Una de las mejores épocas del año para el montañismo es, sin duda, el verano. Es el momento en que las temperaturas a gran altitud son más agradables aunque seguramente con el esfuerzo de según qué excursiones también se puede pasar bastante calor. En unas pocas semanas, es probable que las tormentas del otoño empiecen a endurecer el clima de la alta montaña pirenaica así que este puede ser un buen momento para acercarse a alguno de las áreas montañosas más bellas de la Península Ibérica: el Parque Natural Posets-Maladeta.

Este parque cuenta con una gran parte de su superficies situada por encima de los 1.800 m, y una multitud de picos y cimas cuya ascensión va de lo más sencillo a lo más difícil. El Aneto es, sin duda, la estrella del parque, siendo el punto más alto de los Pirineos, con 3.404 metros sobre el nivel del mar. Aunque su ascensión no representa dificultades técnicas excesivas, sí es una excursión larga para la que conviene ir preparados, y el último tramo antes de coronar la cima, el llamado Puente de Mahoma, es de aquellos pasos no aptos para personas con miedo a las alturas.

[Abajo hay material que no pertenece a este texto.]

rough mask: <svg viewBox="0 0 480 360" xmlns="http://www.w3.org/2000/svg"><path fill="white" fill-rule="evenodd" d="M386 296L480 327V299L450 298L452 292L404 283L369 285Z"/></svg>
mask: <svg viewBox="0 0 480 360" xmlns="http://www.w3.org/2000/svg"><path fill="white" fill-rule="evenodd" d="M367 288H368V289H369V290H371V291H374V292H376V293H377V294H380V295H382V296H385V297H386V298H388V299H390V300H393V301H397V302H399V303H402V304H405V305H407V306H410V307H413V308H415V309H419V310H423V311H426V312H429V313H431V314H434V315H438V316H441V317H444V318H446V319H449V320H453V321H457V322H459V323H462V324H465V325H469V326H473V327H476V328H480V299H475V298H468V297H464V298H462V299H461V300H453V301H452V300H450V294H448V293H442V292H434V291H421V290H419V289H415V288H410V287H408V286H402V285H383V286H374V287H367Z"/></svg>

De todas maneras, el paisaje del parque vale la pena por sí mismo, aunque no realicemos ninguna ascensión. Los antiguos glaciares que cubrían toda la zona en tiempos remotos han conformado un escenario espectacular en el que abundan los lagos de alta montaña, los bosques de colosales abetos y la flora y fauna más auténticamente pirenaica. De estos glaciares, las muestras más destacadas que aún perviven, aunque en franco retroceso, son el glaciar del Aneto y el de Llardana en el macizo de Posets. En cuanto a la fauna, destacan las aves -águilas reales, buitres leonados y quebrantahuesos-, los mamíferos (marmotas, rebecos, jabalíes) y especies endémicas como las perdices nivales y los tritones pirenaicos.

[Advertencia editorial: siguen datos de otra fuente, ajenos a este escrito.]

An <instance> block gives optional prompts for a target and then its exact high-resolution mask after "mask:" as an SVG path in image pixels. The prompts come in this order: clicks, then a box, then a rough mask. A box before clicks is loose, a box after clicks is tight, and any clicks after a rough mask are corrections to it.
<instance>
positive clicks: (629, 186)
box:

Entre las cimas más conocidas y frecuentadas del parque encontramos la Punta d´Astorg (3 355 m), el Pico Maldito (3 350 m), el Pico del Medio (3 346 m), el Pico de Coronas (3 293 m), el Pico de Tempestades (3 290 m), o el Pico del Alba (3 118 m), y lugares realmente de ensueño como los valles de Estós y Vallibierna, en los que vale la pena pasar unos días en plena naturaleza.